Re: [PATCH] irq: fasteoi handler re-runs on concurrent invoke

From: Marc Zyngier
Date: Tue May 02 2023 - 06:30:34 EST


Catching up...

On Tue, 18 Apr 2023 11:56:07 +0100,
"Gowans, James" <jgowans@xxxxxxxxxx> wrote:
>
> On Wed, 2023-04-12 at 14:32 +0100, Marc Zyngier wrote:
> >
> > From c96d2ab37fe273724f1264fba5f4913259875d56 Mon Sep 17 00:00:00 2001
> > From: Marc Zyngier <maz@xxxxxxxxxx>
> > Date: Mon, 10 Apr 2023 10:56:32 +0100
> > Subject: [PATCH] irqchip/gicv3-its: Force resend of LPIs taken while
> > already
> > in-progress
>
> Perhaps you can pillage some of my commit message to explain the race here
> when you send this patch?

Sure. At the moment, we're still far from a final patch though.

> >
> > Signed-off-by: Marc Zyngier <maz@xxxxxxxxxx>
> >
> > diff --git a/include/linux/irq.h b/include/linux/irq.h
> > index b1b28affb32a..4b2a7cc96eb2 100644
> > --- a/include/linux/irq.h
> > +++ b/include/linux/irq.h
> > @@ -223,6 +223,8 @@ struct irq_data {
> > * irq_chip::irq_set_affinity() when
> > deactivated.
> > * IRQD_IRQ_ENABLED_ON_SUSPEND - Interrupt is enabled on suspend by irq
> > pm if
> > * irqchip have flag
> > IRQCHIP_ENABLE_WAKEUP_ON_SUSPEND set.
> > + * IRQD_RESEND_WHEN_IN_PROGRESS - Interrupt may fire when already in
> > progress,
> > + * needs resending.
> > */
> > enum {
> > IRQD_TRIGGER_MASK = 0xf,
> > @@ -249,6 +251,7 @@ enum {
> > IRQD_HANDLE_ENFORCE_IRQCTX = (1 << 28),
> > IRQD_AFFINITY_ON_ACTIVATE = (1 << 29),
> > IRQD_IRQ_ENABLED_ON_SUSPEND = (1 << 30),
> > + IRQD_RESEND_WHEN_IN_PROGRESS = (1 << 31),
> > };
>
> Do we really want a new flag here? I'd be keen to fix this race for all
> drivers, not just those who know to set this flag. I think the patch
> you're suggesting is pretty close to being safe to enable generally? If so
> my preference is for one less config option - just run it always.

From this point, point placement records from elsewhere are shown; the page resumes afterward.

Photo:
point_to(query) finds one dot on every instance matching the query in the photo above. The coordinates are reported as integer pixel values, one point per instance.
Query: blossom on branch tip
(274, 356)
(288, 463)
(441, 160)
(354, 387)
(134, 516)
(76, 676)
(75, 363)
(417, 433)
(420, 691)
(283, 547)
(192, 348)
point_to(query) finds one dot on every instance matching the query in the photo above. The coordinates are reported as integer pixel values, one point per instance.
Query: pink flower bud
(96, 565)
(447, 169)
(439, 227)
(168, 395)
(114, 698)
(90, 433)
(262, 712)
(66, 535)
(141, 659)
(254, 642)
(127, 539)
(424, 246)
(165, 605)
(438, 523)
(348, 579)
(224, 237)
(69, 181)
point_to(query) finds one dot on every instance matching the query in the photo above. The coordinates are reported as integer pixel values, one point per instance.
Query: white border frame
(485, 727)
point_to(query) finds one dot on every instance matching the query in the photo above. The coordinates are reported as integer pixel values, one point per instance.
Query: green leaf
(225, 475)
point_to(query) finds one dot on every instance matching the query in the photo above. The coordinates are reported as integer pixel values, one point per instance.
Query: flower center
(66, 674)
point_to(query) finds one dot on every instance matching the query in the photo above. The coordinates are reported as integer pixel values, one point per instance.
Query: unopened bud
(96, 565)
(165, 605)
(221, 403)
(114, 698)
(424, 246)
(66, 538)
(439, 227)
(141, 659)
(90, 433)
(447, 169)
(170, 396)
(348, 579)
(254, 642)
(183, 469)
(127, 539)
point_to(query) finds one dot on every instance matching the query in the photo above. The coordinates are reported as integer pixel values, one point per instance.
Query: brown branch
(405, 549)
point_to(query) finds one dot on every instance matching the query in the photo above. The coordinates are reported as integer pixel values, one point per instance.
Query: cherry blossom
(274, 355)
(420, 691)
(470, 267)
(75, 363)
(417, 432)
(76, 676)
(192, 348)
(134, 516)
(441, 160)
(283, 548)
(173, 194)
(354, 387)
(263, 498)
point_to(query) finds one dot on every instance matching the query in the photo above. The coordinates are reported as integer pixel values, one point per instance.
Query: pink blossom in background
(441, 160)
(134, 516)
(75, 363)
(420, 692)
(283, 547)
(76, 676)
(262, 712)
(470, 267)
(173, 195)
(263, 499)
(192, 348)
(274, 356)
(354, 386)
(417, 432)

I contend that this really is a GICv3 architectural bug. The lack of
an active state on LPIs leads to it, and as far as I can tell, no
other interrupt architecture has the same issue. So the onus should be
on the GIC, the GIC only, and only the parts of the GIC that require
it (SPIs, PPIs and SGIs are fine, either because they have an active
state, or because the lock isn't dropped when calling the handler).

Thanks,

M.

--
Without deviation from the norm, progress is not possible.